During her internship with the MS Society, Ralph was also working on another off-campus opportunity - with Media Fair Trade, which helps promote and educate the local community about what it means to be a Fair Trade town. Media was the first town in the country to earn the designation and the Brandywine campus followed suit by becoming an officially recognized Fair Trade campus in May 2012.
The internship began as a three-credit independent study where Ralph attended town meetings. Then she took over the Twitter and Facebook accounts for Media Fair Trade. She kept a schedule of social media posts and helped spread the word about upcoming events in the town. "I saw an increase in followers on both [platforms]," she said. "It was a success."
On campus Associate Professor of Earth Sciences Laura Guertin oversees the Fair Trade program with the help of the students who are officially in charge of spreading the word and educating the campus community, Ralph explained. "In the town, this is how people make a living. Storeowners have such a passion for it. I can go out and see there are 10 Dr. Gs out in the community. To see her passion in other people felt really good."
And last but not least, Ralph was recently hired by Communications Test Design, Inc. (CTDI) as a marketing project coordinator responsible for making marketing materials for clients. Ralph said before the internship began that she was extremely excited to experience the corporate world and is hoping she can prove herself and get offered a full-time position. She's been working 40 hours per week since the start of summer and is getting paid for this internship.
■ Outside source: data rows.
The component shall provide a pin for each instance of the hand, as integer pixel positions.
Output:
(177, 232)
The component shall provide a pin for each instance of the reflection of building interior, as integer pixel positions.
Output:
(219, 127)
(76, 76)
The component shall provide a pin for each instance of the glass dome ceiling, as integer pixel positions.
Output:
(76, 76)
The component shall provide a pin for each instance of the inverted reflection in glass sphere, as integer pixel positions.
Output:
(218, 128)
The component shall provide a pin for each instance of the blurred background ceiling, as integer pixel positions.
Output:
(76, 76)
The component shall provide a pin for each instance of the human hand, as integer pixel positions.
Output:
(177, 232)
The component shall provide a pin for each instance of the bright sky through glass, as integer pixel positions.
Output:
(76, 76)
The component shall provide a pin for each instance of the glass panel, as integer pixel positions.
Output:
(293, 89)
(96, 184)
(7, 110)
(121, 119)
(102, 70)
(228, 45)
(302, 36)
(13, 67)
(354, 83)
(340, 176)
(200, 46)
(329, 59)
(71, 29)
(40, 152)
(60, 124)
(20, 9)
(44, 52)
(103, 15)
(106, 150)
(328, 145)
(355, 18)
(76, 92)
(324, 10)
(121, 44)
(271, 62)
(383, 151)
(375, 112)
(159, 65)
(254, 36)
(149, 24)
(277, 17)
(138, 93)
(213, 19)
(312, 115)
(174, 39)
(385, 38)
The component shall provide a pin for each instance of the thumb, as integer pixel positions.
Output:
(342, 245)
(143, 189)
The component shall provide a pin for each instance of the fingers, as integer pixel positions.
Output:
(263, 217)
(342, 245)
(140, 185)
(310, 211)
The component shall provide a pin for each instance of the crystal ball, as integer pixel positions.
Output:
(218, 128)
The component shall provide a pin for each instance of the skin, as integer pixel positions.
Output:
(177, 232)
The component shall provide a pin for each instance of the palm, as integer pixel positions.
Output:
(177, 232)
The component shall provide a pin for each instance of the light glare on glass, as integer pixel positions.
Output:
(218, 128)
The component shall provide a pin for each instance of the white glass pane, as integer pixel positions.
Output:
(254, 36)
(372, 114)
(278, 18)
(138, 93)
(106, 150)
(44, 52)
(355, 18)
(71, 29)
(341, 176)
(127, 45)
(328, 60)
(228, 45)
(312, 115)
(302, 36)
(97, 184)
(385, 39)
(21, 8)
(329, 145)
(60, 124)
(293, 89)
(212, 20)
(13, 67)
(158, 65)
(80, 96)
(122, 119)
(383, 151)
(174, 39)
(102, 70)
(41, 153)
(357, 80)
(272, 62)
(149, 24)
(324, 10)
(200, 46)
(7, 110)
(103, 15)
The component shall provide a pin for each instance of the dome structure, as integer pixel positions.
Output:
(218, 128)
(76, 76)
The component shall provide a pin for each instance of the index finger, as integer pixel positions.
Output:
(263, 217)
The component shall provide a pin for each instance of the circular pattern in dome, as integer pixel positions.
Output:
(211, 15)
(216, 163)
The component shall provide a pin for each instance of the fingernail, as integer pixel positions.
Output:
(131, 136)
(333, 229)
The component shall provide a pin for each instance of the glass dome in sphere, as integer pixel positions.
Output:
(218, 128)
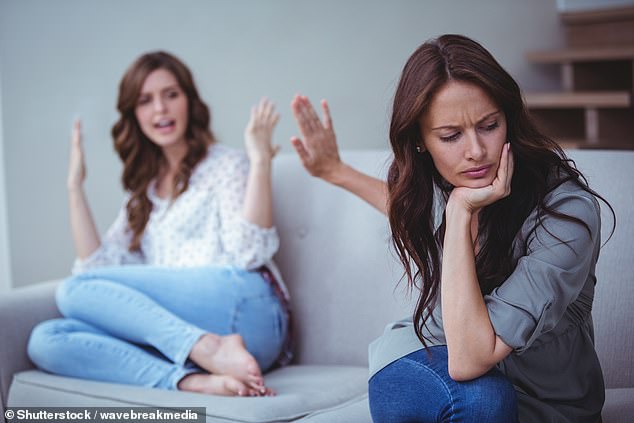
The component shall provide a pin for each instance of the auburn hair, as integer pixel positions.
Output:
(413, 180)
(142, 159)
"CTDI has been a great experience so far and has opened new doors for me," Ralph said. "The skills I have learned from doing marketing, event planning and social media from the Civic Engagement Lab really contributed to my success at the other internships and especially here at CTDI."
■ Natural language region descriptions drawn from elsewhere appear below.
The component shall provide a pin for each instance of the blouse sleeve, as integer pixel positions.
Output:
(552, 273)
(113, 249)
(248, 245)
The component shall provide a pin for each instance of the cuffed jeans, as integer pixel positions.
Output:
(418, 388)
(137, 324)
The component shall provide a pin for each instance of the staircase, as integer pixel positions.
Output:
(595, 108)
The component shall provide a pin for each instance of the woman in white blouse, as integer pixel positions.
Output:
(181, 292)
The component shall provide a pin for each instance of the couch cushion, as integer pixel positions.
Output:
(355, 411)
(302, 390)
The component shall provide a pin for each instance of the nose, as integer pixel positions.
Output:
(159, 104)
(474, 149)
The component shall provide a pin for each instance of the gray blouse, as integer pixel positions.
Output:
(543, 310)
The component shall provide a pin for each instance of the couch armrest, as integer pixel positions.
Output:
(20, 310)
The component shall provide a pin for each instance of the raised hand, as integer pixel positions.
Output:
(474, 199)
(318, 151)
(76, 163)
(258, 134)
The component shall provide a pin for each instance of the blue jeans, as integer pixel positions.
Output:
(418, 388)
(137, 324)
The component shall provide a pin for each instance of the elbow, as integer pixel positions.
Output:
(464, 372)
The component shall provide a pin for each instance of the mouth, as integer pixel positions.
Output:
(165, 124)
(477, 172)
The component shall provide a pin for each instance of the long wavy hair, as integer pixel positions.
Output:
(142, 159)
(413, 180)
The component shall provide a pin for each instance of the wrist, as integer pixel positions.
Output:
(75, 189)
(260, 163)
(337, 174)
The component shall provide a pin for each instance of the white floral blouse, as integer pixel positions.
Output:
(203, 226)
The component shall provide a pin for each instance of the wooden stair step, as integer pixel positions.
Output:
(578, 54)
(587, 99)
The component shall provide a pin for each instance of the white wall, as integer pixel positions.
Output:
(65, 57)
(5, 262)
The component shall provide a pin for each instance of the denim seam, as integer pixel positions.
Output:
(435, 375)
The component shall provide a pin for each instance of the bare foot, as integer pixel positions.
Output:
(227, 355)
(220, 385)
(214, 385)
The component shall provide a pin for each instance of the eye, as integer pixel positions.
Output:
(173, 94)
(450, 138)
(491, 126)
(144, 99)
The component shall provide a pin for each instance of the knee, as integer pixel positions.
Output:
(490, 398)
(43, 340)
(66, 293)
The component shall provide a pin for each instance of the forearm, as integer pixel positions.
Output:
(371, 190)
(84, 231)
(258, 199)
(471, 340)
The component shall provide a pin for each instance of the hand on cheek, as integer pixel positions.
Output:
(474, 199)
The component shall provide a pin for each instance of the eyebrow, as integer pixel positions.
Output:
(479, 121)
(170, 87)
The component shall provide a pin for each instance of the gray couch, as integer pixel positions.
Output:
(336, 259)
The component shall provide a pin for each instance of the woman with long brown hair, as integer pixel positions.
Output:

Ralph said she learned more than she ever could have dreamed at her three internships, including time management, how to meet deadlines and making and reaching her goals.
"You have to diversify yourself. Be flexible. Be willing to work with different departments and on different things. Try something new," she advised her undergraduate peers.
"There aren't a lot of paid internships out there but don't make that your priority. Go for what you can get and if you can work for a great company and work in different departments then do that. Get a breadth of experience."
As for her time as an undergraduate at Brandywine, Ralph called it "absolutely unbelievable!"
She traveled to a conference in Boston, attended a student leadership conference in Harrisburg and even studied in Puerto Rico with her communications class. Ralph handled public relations for the Student Government Association, planned a memorial for a student who lost his life, worked on the campus' Blue Out campaign to help stop child abuse, served as an Orientation Leader, was editor of the student-run newspaper The Lion's Eye and was invited by campus administrators to serve on a marketing committee, where she provided a student perspective to the campus' marketing efforts. All while working 35 hours per week at a hoagie shop.
Ralph did it all during her time on campus and loved every minute of it.
"I got to make personal connections with staff and faculty," Ralph said. "I'm going to miss the people. It's a small community here. I knew everyone, even the chancellor. I always felt welcome here. It's such a small campus but it's opening big doors for me.
UPDATE: Aimee Ralph was hired as a full-time employee for CTDI in November 2013.